Another section treats "the Nixon administration's efforts to replace the political and military structure left by the former British Empire with a newer structure that met America's cold war needs," as well as "the Nixon administration's efforts to articulate a grand strategy toward the Middle East region through arms sales and military modernization for its regional allies."

See Foreign Relations of the United States, 1969-1976, Volume XXIV, Middle East Region and Arabian Peninsula, 1969-1972; Jordan, September 1970 (published December 23, 2008).

The new FRUS volume was completed earlier this year, prior to the unexpected departure of Dr. Edward C. Keefer from the State Department Office of the Historian. He had served for years as General Editor of the series, but left abruptly in what was perceived as a sign of mounting turmoil in the Historian's Office.

Widespread concerns about continuing upheaval in the Historian's Office (described in Secrecy News on December 11) were addressed by Secretary of State Condoleezza Rice in a meeting with historians on December 22.

Secretary Rice announced that she had established "an outside Review Team to provide recommendations about how to ensure the FRUS series remains the gold standard for diplomatic history scholarship."

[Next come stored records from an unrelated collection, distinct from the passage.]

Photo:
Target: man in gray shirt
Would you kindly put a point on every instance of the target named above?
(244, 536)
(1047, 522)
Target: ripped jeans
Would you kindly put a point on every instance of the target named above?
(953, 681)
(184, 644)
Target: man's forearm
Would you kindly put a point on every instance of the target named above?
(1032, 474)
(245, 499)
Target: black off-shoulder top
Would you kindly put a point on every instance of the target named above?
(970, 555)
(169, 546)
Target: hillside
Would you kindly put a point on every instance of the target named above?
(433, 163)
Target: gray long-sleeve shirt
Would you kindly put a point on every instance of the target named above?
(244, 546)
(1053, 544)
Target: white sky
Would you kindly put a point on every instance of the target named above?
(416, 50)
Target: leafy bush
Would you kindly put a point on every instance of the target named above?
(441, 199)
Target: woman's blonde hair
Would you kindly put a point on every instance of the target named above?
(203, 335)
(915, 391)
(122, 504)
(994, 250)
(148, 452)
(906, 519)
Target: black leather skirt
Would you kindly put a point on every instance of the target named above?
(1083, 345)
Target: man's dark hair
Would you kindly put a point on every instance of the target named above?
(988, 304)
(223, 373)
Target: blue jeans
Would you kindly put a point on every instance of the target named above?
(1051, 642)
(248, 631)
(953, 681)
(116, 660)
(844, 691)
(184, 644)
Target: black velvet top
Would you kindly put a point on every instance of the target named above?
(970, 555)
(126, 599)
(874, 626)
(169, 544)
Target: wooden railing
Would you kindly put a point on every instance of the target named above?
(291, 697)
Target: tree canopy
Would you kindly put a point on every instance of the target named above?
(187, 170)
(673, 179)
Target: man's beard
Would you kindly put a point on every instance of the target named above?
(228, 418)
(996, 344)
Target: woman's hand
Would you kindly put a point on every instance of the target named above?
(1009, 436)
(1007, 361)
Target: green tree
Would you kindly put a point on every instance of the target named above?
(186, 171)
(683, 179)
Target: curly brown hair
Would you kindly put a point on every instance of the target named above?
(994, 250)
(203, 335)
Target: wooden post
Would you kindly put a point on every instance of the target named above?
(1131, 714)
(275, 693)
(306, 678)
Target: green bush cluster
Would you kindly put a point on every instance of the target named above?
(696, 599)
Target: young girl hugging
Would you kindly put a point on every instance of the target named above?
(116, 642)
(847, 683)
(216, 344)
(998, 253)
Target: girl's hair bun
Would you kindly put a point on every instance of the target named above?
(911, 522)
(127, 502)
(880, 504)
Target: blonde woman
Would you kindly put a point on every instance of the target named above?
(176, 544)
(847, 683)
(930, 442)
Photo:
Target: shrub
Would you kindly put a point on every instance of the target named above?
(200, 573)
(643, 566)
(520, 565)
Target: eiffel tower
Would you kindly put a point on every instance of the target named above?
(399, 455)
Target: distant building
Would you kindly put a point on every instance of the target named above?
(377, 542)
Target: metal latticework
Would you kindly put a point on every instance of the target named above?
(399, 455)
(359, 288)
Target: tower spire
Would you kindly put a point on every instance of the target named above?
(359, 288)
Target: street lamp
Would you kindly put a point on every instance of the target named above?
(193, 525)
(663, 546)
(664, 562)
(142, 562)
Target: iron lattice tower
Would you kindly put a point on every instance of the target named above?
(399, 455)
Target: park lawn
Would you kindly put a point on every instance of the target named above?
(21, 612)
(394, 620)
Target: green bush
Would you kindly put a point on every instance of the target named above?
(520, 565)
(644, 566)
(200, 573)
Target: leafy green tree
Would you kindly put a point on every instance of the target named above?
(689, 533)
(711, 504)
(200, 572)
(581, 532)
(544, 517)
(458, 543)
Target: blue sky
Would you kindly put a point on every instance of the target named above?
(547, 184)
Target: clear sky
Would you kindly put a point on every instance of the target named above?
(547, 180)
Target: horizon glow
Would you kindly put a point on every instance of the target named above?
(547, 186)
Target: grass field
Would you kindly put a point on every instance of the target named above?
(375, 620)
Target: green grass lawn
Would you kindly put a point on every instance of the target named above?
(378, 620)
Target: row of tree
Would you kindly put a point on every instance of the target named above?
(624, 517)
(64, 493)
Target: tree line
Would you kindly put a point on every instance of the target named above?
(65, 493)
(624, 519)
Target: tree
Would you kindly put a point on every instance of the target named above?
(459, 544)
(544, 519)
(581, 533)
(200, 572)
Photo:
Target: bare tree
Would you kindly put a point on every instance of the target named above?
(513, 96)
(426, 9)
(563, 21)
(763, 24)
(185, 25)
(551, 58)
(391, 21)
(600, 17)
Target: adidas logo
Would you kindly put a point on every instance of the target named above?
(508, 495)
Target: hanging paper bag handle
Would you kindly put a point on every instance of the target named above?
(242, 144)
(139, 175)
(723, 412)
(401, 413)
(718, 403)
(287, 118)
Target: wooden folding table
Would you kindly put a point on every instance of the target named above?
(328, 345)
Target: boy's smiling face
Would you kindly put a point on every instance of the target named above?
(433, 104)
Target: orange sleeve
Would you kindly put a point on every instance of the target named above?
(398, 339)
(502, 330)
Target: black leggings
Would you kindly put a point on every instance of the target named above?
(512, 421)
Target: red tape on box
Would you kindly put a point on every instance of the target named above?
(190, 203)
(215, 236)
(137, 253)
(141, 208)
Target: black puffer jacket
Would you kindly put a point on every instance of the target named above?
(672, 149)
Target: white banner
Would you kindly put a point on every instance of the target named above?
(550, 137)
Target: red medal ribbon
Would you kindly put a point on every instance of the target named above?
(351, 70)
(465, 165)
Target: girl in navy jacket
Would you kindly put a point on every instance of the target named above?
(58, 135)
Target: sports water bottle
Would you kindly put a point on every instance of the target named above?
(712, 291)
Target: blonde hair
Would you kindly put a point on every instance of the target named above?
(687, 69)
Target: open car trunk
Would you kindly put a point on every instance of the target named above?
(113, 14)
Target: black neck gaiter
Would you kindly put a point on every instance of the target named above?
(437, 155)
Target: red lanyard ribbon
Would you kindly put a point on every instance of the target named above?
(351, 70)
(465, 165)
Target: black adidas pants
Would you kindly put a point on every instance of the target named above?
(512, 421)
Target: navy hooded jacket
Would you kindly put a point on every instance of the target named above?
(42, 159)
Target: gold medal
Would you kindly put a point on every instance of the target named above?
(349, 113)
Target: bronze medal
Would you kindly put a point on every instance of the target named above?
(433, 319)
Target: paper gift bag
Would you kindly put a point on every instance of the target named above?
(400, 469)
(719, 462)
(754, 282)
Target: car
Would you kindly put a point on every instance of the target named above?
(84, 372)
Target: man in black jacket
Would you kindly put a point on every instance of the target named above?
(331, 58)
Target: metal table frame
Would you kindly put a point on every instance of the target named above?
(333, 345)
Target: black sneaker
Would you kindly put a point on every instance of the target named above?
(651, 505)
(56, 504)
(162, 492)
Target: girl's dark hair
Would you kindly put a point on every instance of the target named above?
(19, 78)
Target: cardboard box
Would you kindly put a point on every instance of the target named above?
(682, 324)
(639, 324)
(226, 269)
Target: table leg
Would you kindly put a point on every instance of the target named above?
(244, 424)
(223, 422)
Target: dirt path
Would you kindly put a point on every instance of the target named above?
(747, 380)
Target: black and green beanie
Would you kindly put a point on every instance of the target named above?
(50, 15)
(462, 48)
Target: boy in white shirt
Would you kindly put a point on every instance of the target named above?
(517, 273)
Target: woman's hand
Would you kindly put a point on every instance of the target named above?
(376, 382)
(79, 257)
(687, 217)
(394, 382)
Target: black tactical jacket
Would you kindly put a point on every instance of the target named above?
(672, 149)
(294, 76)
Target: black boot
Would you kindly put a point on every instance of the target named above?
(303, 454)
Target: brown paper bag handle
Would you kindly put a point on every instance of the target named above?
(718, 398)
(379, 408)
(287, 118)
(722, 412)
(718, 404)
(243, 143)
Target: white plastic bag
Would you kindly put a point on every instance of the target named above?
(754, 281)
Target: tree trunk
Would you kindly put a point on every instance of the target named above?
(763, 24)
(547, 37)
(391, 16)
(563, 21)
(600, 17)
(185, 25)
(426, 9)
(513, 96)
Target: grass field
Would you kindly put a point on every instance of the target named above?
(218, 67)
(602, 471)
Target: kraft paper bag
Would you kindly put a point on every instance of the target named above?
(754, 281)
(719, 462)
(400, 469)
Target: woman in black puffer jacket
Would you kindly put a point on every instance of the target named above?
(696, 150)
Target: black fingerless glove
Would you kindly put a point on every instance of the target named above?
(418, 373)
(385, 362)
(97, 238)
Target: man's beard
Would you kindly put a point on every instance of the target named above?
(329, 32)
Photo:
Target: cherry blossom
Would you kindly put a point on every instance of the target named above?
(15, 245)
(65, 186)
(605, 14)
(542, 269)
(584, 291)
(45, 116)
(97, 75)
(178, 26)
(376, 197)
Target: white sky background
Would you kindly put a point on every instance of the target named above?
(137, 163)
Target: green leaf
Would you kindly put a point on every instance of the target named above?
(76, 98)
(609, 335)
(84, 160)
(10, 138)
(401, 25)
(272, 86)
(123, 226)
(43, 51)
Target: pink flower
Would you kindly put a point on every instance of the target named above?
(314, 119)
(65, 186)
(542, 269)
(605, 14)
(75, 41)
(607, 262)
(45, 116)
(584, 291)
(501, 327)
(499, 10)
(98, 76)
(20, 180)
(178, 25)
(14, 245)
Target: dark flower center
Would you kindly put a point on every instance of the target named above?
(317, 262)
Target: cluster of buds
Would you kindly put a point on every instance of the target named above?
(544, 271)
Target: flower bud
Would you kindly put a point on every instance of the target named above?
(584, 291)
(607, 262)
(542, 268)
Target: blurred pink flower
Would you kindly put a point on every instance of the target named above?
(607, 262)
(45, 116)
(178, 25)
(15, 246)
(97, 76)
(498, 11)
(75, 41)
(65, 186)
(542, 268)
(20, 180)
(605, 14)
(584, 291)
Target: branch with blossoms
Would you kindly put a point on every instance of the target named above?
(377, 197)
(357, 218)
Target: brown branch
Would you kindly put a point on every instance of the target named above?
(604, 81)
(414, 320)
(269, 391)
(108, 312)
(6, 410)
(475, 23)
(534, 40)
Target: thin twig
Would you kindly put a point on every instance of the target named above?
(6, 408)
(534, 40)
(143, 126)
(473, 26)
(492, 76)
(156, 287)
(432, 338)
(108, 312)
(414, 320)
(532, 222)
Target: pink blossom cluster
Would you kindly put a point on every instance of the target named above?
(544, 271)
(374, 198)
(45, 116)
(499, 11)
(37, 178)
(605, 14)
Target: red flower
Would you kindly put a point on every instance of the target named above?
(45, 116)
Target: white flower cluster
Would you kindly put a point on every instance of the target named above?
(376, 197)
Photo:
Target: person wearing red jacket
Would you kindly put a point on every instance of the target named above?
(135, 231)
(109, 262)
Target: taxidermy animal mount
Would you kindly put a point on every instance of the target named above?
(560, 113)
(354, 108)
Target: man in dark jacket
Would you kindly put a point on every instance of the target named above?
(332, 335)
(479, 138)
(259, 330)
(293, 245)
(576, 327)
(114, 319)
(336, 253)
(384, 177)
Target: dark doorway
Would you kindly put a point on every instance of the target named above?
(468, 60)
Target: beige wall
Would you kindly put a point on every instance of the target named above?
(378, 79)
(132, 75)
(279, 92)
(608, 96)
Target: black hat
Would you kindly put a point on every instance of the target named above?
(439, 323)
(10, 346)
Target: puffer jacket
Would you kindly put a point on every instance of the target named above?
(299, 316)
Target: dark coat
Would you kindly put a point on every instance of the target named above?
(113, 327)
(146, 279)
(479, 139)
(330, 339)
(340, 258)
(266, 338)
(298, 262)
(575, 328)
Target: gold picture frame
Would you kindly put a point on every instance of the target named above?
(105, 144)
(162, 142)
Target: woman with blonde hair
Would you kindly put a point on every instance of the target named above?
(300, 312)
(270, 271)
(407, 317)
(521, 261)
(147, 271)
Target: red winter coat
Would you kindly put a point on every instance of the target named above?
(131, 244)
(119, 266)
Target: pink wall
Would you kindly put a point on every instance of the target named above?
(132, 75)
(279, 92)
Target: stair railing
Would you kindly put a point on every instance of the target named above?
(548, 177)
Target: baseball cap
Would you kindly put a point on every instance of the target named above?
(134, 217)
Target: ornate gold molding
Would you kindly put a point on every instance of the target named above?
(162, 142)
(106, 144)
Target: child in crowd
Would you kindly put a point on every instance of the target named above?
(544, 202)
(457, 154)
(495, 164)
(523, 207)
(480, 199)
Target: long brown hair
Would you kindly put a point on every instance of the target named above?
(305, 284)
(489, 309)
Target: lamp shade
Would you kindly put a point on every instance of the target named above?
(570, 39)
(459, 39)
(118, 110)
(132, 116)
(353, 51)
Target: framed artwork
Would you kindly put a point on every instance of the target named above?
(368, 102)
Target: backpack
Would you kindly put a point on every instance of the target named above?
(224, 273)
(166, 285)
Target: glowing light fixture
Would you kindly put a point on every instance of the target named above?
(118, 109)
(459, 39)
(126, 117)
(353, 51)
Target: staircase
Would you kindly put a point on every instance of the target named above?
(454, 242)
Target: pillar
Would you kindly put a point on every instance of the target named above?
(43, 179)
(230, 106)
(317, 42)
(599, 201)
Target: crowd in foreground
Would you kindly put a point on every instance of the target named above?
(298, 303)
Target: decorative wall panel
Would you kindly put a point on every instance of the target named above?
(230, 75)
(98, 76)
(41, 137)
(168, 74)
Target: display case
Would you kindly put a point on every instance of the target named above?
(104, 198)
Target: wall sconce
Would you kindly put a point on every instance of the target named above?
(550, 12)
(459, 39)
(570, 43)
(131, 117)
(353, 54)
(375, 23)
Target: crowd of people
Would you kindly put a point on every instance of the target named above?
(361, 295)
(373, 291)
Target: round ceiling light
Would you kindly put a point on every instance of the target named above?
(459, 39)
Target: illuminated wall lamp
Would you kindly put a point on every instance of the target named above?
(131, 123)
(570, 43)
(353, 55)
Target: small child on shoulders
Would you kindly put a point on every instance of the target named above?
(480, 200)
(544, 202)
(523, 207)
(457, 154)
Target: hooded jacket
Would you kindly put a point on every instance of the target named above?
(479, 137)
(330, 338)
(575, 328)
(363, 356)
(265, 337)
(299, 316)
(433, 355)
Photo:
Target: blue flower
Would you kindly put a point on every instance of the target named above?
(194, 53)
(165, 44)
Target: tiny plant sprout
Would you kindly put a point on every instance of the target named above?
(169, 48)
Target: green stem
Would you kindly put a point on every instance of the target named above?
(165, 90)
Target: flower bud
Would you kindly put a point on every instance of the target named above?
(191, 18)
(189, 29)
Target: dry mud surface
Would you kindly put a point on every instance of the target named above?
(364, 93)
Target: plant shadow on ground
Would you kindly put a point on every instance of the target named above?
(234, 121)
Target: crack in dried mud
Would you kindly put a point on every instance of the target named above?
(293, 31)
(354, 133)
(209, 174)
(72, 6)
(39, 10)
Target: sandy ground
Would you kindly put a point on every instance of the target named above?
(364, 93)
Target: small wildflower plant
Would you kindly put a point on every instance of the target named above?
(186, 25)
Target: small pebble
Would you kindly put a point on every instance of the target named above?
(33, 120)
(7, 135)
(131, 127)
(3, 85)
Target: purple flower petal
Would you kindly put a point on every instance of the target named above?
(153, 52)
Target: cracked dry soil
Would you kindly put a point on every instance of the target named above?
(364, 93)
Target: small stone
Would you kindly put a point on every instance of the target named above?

Aside from its importance to diplomatic historians and other specialists, the FRUS series embodies the vital principle that all U.S. foreign relations activities, no matter how highly classified they may initially be, will eventually be brought to light and published for the world to see. Thanks to a remarkable 1991 statute, it is actually against the law for the FRUS series to be anything other than "thorough, accurate, and reliable."


GOVERNMENT SECRECY: CLASSIC AND CONTEMPORARY READINGS

The importance and the hazards of government secrecy are now widely understood. But the principles and practices of secrecy policy as it has developed over the years remain obscure to many. A new anthology published this week aims to present "the best that has been thought and written" on the subject.

"Government Secrecy: Classic and Contemporary Readings" presents an impressive cross-section of views, from many competing and complementary perspectives. They include the theoretical (Georg Simmel), the sociological (Max Weber, Edward Shils), the adversarial (Howard Morland), and a lot more (from William Colby, Morton Halperin, Harold Relyea, Howard Zinn, James X. Dempsey, Thomas Blanton, William Weaver, Joseph Stiglitz, Lee Strickland, Herbert Foerstel, myself and others).

It is the distillation of an entire library's worth of material that should be of interest to students of government and political science, as well as concerned citizens who find themselves confronting official secrecy.

"Government Secrecy" was edited Dr. Susan L. Maret of San Jose State University and Dr. Jan Goldman of the National Defense Intelligence College.